Mired in historically low levels for nearly half a year, architectural billings rebounded slightly in March, offering a sign of optimism to the real estate industry, according to the American Institute of Architects (AIA), a Washington D.C.-based trade group. The Architecture Billings Index, which compares data from AIA’s monthly survey of its members against construction figures from the Department of Commerce, is regarded as a leading economic indicator that provides a nine- to 12-month look at the future of construction activity.
While the overall billing index climbed from 35.3 in February to 43.7 in March, the score still indicates an overall decline in demand for design services. The multifamily sector scored a 39.4, behind the institutional (42.9) and mixed-practice (44.0) sectors, but ahead of commercial and industrial (35.0) businesses. Still, multifamily has been showing a faster recovery—bouncing up nearly 10 points in one month from an all-time low of 29.5 in February.

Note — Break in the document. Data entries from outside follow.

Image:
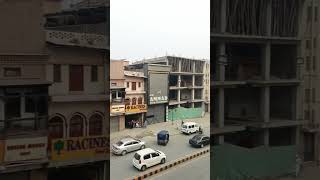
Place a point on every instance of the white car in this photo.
(189, 127)
(148, 157)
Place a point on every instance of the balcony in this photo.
(77, 39)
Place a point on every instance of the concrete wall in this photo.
(21, 27)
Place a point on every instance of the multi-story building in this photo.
(310, 48)
(256, 74)
(157, 90)
(23, 91)
(78, 106)
(206, 82)
(133, 83)
(186, 86)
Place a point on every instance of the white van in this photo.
(189, 127)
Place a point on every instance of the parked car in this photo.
(163, 137)
(189, 127)
(199, 140)
(127, 145)
(148, 157)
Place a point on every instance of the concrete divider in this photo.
(169, 165)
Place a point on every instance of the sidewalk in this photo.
(153, 129)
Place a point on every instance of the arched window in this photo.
(95, 125)
(76, 126)
(127, 101)
(56, 127)
(134, 101)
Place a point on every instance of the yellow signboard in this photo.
(136, 108)
(78, 148)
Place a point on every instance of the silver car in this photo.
(127, 145)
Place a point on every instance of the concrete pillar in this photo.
(223, 16)
(220, 111)
(220, 65)
(266, 60)
(269, 18)
(193, 66)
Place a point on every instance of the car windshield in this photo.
(137, 156)
(119, 143)
(197, 138)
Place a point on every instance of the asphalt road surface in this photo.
(178, 146)
(198, 168)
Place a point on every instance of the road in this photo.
(178, 146)
(198, 168)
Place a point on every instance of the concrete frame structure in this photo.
(183, 70)
(260, 116)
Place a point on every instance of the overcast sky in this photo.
(150, 28)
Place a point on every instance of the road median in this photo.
(169, 165)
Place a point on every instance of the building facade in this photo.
(186, 86)
(157, 90)
(23, 91)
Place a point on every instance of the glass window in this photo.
(56, 127)
(95, 125)
(56, 73)
(76, 126)
(134, 86)
(94, 73)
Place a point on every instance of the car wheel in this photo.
(143, 168)
(163, 160)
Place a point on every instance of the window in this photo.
(306, 114)
(147, 156)
(94, 73)
(12, 72)
(76, 78)
(127, 102)
(308, 44)
(309, 14)
(314, 63)
(307, 95)
(76, 126)
(134, 86)
(308, 63)
(316, 13)
(134, 101)
(95, 125)
(56, 128)
(56, 73)
(314, 95)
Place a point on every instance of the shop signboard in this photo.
(136, 108)
(79, 148)
(25, 149)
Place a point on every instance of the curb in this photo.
(170, 165)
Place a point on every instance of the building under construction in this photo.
(257, 62)
(186, 86)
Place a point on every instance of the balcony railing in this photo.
(77, 39)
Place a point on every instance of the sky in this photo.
(151, 28)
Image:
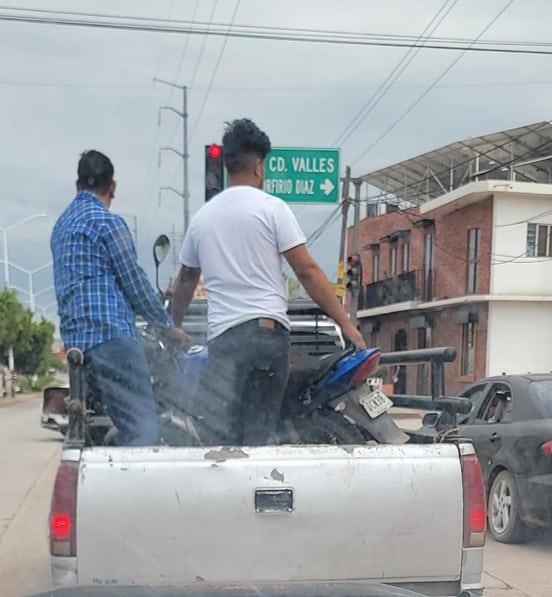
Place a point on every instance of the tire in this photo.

“We’ve never seen numbers in the low- to mid-30s like we saw in the fourth quarter of last year and the first couple months of this year,” says AIA chief economist Kermit Baker. “What we are seeing now is hopefully the early signs of a turnaround.”
Dallas-based multifamily design firm Humphreys & Partners Architects has seen strong activity through 2009 thus far as a result of marketing efforts supported by federal lending into the multifamily space. “The last quarter of 2008 was a frozen market and nothing happened,” says company CEO Mark Humphreys. “As the market settles down, we’ve had 20 to 25 HUD submittal packages that we have just done or are doing. May and June billings look to be increasing by about 15 percent.”
Still, Baker worries that excess for-sale inventory could continue to pressure demand for new rental units, particularly in overbuilt markets such as Southern California, Las Vegas, Phoenix, and South Florida.